In a robotic swarm, many simple robots with limited individual capabilities perform a task in a decentralized and cooperative manner that otherwise would be impossible to achieve for a single robot. Each robot thereby acts only based on locally available information and communicates only with its nearest neighbors. The global behavior of the whole swarm emerges from the many local interactions of its members. The benefits of such an approach are given by the flexibility, scalability and robustness of the system.
Miniature swarm robot "Wanda"
When it comes to the design and analysis of the behavior of robotic swarms, the experimental evaluation is often very expensive. Therefore within the KIT project KITCoRoL, Marc Szymanski and Alexander Kettler developed the miniature swarm robot Wanda which now replaces the formerly used Jasmine robot. The goal of KITCoRoL is to provide an affordable, easy to manufacture but still very versatile and extensible platform for automated experiments with cooperating robots. The Wanda robot features a large number of different sensors, such as a color sensor, light sensors at the front-, bottom-, and top-side, an accelerometer or a battery monitor. Moreover it features a simple but efficient differential drive and a robust infrared communication and ranging system which is especially suited to be used in a large swarm of robots. There is a large number of Wanda robots available at the IPR institute together with an arena for swarm experiments.
Simulation of robotic swarms
The most obvious method for the design and analysis of swarm algorithms is to run simulations.

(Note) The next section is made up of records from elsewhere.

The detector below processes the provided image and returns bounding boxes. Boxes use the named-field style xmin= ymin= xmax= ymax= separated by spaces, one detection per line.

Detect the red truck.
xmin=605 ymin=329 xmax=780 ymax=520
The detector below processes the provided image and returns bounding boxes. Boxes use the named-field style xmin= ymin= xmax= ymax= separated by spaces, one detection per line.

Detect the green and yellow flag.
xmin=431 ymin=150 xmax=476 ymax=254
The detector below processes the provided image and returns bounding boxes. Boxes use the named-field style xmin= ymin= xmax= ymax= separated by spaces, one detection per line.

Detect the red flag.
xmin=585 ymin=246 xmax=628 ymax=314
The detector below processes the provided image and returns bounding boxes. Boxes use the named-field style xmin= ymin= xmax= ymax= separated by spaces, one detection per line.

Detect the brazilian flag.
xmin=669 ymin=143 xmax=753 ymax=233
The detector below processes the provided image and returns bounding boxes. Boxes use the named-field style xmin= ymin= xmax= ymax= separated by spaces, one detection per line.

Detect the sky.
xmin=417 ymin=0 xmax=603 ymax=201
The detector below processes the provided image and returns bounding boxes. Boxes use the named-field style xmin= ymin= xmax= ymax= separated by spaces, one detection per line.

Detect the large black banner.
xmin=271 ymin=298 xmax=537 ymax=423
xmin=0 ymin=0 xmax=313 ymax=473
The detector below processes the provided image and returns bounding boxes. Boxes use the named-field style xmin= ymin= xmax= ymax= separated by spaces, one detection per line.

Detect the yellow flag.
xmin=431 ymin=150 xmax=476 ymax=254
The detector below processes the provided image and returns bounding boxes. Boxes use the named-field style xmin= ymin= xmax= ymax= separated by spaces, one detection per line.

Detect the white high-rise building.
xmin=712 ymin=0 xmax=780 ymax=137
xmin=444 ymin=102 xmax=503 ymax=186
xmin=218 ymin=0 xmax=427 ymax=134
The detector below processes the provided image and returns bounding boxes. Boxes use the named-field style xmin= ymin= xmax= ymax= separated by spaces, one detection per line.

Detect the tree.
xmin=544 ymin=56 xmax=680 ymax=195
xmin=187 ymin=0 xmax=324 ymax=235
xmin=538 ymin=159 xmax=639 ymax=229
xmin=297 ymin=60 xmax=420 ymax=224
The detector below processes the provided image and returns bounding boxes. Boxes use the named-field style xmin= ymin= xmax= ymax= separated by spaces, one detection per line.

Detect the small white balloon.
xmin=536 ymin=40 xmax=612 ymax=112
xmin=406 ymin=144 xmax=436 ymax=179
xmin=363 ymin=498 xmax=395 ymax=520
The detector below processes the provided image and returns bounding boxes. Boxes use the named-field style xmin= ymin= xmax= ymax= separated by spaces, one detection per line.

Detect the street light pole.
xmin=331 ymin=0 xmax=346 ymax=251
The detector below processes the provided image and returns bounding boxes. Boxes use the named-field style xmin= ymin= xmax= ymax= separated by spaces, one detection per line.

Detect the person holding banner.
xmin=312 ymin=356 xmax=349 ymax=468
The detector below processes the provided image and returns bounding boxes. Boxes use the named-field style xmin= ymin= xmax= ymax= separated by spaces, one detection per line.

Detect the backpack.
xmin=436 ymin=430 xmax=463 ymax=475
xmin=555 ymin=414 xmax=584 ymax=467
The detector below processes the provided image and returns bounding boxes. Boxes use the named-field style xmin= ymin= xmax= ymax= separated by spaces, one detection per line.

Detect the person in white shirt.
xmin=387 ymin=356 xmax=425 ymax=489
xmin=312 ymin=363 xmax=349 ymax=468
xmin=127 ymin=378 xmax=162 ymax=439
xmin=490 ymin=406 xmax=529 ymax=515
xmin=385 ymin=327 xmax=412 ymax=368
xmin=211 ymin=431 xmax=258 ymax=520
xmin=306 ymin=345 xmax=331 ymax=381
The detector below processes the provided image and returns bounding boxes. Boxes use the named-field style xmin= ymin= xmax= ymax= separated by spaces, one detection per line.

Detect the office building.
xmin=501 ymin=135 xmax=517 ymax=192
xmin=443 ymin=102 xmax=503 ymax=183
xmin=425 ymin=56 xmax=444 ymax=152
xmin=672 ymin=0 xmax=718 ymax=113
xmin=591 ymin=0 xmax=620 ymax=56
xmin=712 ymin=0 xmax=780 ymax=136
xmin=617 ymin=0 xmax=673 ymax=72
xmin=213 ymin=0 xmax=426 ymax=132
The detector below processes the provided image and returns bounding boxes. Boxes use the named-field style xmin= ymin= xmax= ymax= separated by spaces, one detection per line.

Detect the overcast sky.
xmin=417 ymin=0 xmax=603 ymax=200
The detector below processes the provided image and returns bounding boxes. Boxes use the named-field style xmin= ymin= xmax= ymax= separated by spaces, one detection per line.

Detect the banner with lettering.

Due to the large number of robots the calculation of sensory data can become quite expensive especially if high accuracy is needed. Therefore at the IPR a new flexible simulation framework for robotic swarms is being developed which utilizes graphics hardware for these calculations. Experiments using the Wanda robot are being simulated using this framework.
Spatial models of robotic swarms
Besides experiments and simulations, mathematical models provide another possibility for the systematic analysis of the behaviour of robotic swarms. Models derived in analogy to the Boltzmann-equation from statistical physics can be used to predict the temporal evolution of the spatial location probability of a robotic swarm without considering the single individuals of the swarm. The benefit of these methods is that their complexity remains constant independent of the size of the robotic swarm under investigation.